In this experiment, I breached the heteronormative norms surrounding romantic relationships by appearing with my partner in public. Essentially, I went about my normal life with my partner and recorded what it’s like to be publicly viewed as a queer couple. In American society, heterosexual relationships are assumed to be the norm. Couples that present as anything other than heterosexual (e.g. male-male, female-female, androgynous, etc.) are seen as deviant. This norm stems from homophobic (or perhaps more accurately, queerphobic) attitudes and beliefs that are historically rooted. Events including Hitler’s murder of homosexuals, the AIDS epidemic initially attributed as a “gay disease,” and the belief that homosexuality was a diagnosable psychological disorder have contributed to these attitudes. One may argue that as a society, the United States has come far since the days of brutal stories like those of Matthew Shepard and the Stonewall Riots. However, I hope to point out how many openly discriminatory behaviors have been replaced by microaggressions. Though these acts may seem inconsequential, the additive stress of experiencing them repeatedly has been demonstrated to be damaging across minority groups. I believe it’s important to note that I am speaking from limited experience: I only came to terms with my queerness and have been in a queer relationship for roughly a year and a half. I have never experienced acts of violence or explicit threats as a result of my sexuality, but I do know other queer people who have. Thus, I can only speak for what I have encountered, but I’m sure that other queer people can relate to some of these experiences.
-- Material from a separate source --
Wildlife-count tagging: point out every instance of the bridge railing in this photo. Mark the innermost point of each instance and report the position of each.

When I am out in public with my partner, we make an effort to not read as a queer couple, largely for fear of repercussion or negative reactions. We rarely hold hands in public. We hardly ever display affection without first checking that nobody is watching or present. To members of their extended family, I am always introduced simply as a friend. These precautions seem minor, but when one considers how they permeate so many daily interactions, it becomes apparent just how draining they can be.
A small café in our hometown in Connecticut is one of the few places we generally feel safe. Still, we’re conscious of who’s in the room when we want to be affectionate. If there are people belonging to particular groups (e.g. older white people, people meeting for bible studies or other religious gatherings, etc.), we usually revert to acting as if we are just friends. One such instance occurred fairly early in our relationship. We were sitting next to each other in a booth-style table in the back corner of the empty café. While we were sitting close to each other, there was no other obvious affection being displayed. A white woman (maybe in her 30s) walked in with her young daughter who appeared to be about 6 years old. They ordered drinks and sat down at a table near us. About 10 minutes into their stay and after glancing over at us repeatedly, the mother physically moved her daughter to sit so that her back was towards us. They stayed seated that way until they left some time later. As someone who was just coming into my queerness, this incident stuck with me. I was hurt not only by how blatant the action had seemed, but also by the fact that it had involved this woman’s young daughter. Children learn from their parent(s)’ actions and beliefs, and this little girl was implicitly being taught intolerance. She may continue to perform small actions such as these without realizing how they affect the intended recipients. I remember pointing this out to my partner (who has been out for several years) and they shrugged, remarking that this was nothing new to them. Although I had known beforehand that queerphobia was alive and well, I didn’t exactly realize just how much it would impact my own reality.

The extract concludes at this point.